The issue of the authentication of the Journal of Jean Laffite, because the only manuscript we have of it is probably just a copy, brings up a more general issue, not only in the study of history but also in the study of language:
- What makes two texts identical? Is it that they look the same? Or is it what they encode?
- What makes language work? Is it the physical distinctions? Or is it that there is a one to one correspondence between subcomponents?
I go for the more abstract interpretation of language, and I have very good reason to do so. At home and with my family, I use a language that had been dead and was revived. It was not transmitted in an unbroken line from mother to child like most living languages. A dead text intervened and preserved the language until people were ready to use it again.
And what is more, we have no original copies of that text and no copies that even remotely look like the original.
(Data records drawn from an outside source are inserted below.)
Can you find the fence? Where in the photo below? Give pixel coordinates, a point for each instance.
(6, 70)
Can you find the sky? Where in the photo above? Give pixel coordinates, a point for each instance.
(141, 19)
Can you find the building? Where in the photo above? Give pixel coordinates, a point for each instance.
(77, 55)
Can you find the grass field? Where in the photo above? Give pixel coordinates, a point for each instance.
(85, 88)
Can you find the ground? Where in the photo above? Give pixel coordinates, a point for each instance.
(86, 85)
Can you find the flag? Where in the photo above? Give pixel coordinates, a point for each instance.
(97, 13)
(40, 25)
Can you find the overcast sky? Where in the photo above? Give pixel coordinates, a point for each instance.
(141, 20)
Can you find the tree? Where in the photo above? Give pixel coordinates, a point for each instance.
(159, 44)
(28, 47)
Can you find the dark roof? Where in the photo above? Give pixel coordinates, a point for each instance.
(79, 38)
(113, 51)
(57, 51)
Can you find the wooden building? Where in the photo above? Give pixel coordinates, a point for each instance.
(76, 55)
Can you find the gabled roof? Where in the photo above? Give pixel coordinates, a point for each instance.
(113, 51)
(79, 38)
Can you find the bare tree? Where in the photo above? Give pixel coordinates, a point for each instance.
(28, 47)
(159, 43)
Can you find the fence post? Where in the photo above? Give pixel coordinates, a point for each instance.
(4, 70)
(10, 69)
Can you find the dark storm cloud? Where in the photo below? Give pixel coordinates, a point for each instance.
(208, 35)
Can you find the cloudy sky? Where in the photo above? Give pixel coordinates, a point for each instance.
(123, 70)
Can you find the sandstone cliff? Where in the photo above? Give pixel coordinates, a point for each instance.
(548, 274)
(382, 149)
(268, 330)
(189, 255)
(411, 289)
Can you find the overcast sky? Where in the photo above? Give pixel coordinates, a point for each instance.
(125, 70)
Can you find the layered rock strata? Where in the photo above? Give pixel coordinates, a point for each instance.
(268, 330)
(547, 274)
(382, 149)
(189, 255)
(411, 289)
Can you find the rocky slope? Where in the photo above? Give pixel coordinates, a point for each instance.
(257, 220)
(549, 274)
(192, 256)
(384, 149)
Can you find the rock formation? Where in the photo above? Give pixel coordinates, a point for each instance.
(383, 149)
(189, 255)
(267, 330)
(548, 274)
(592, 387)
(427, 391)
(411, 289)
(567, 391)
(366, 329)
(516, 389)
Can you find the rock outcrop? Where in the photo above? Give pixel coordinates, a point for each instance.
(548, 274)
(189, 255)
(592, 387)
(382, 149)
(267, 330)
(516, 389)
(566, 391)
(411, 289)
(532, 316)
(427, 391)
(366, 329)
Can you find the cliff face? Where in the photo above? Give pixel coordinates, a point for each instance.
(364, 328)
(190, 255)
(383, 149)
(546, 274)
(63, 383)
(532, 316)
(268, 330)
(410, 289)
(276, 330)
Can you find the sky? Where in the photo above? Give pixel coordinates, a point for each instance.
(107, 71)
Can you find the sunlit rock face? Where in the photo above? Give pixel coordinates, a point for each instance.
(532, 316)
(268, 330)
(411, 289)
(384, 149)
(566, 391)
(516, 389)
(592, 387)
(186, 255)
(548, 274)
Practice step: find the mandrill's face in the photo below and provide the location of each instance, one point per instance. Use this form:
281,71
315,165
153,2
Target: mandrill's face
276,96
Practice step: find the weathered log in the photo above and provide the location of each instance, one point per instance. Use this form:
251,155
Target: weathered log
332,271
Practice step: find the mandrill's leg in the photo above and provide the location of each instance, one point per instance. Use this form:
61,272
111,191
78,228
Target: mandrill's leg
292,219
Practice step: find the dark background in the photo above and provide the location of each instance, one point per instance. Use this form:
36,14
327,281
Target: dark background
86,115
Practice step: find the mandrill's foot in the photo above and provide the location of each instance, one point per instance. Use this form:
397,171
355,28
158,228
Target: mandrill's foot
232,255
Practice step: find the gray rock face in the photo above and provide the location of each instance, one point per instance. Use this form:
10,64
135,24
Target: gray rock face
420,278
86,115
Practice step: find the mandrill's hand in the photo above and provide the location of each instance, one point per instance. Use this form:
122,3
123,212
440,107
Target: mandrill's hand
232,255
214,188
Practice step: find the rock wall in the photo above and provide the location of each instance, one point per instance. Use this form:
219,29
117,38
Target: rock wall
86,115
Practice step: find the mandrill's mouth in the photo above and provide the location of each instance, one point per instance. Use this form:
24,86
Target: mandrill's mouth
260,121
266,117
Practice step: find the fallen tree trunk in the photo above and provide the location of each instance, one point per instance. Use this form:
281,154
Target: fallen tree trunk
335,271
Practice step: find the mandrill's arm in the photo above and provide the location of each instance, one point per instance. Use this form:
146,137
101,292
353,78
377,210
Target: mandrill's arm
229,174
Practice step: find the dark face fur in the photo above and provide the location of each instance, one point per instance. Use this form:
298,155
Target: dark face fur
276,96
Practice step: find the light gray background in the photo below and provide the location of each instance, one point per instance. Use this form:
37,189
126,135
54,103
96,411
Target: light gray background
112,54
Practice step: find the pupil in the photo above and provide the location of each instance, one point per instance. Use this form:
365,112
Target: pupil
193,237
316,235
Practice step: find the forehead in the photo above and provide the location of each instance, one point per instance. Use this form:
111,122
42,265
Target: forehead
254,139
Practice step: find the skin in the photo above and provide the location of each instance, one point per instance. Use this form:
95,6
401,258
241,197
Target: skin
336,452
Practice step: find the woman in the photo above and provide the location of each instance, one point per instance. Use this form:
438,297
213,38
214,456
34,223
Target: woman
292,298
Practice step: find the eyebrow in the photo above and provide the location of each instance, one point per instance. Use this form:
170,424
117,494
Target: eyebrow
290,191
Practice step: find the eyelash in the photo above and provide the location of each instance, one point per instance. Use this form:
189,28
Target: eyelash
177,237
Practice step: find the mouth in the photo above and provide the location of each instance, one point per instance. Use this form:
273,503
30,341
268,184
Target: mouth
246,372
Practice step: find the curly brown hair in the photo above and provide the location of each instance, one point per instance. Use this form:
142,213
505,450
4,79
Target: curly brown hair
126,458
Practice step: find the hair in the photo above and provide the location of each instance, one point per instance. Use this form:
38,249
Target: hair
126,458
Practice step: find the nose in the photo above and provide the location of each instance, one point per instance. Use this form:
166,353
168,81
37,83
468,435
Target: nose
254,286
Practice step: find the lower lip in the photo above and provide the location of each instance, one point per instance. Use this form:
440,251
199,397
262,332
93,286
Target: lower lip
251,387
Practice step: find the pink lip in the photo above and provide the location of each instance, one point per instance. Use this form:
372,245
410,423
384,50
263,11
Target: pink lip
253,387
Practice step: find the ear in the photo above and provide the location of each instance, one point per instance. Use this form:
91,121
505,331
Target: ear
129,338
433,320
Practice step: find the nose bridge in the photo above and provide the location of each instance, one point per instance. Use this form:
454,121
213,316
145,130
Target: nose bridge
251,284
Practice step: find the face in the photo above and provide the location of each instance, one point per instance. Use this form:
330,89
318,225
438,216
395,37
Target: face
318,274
The Old Testament was was passed down by copying word for word and letter for letter. There are some scribal errors, and there are also some passages which have obviously been altered, if we do a good internal analysis, but largely it came down through the generations more or less intact.
But the copies that people now have and are using to study that text are written in a different looking set of symbols from those that were most likely used when the text was first written down.
Hebrew writers adopted the Assyrian alphabet symbols after an exile among Aramaic speakers. Today, and in the past two millenia, when we read the old testament, the sixth commandment, “thou shalt not murder” looks more or less like this: לא תרצח
But at the time of the composition or first writing of the text, it looked more like this:
Does it matter what it looked like? Absolutely not. It is letter per letter the same. But do you know how many people have developed an attachment to the Assyrian form of the letters and think there is something holy or special or undeniably Hebrew about them? These are the same people who would not recognize their friends if they had a new hairdo.
Today, when I communicate by email in Hebrew with family members, if I want to write “thou shalt not murder”, I just type “La trzh.” It’s the same six letters, and it does not matter what they look like, as long as those of us communicating realize what they stand for.
So here is the moral: when looking for your friends, don’t judge by appearances. When identifying a language, don’t base it on what the letters look like. Yo soy una mujer is Spanish. I am a woman is English. I didn’t have to switch fonts to do that. I can do it in Hebrew, too: Ani ase. You judge the code not by the symbols it is encoded in, but by the correspondences. I could use morse code or smoke signals and it would still be the same.
When judging a copy of a copy of an older manuscript whose original no longer exists, we need to be able to do the same thing. Put aside our prejudices of what it should look like and ask ourselves: who could have written this? What language or dialect is it in? What were they trying to say?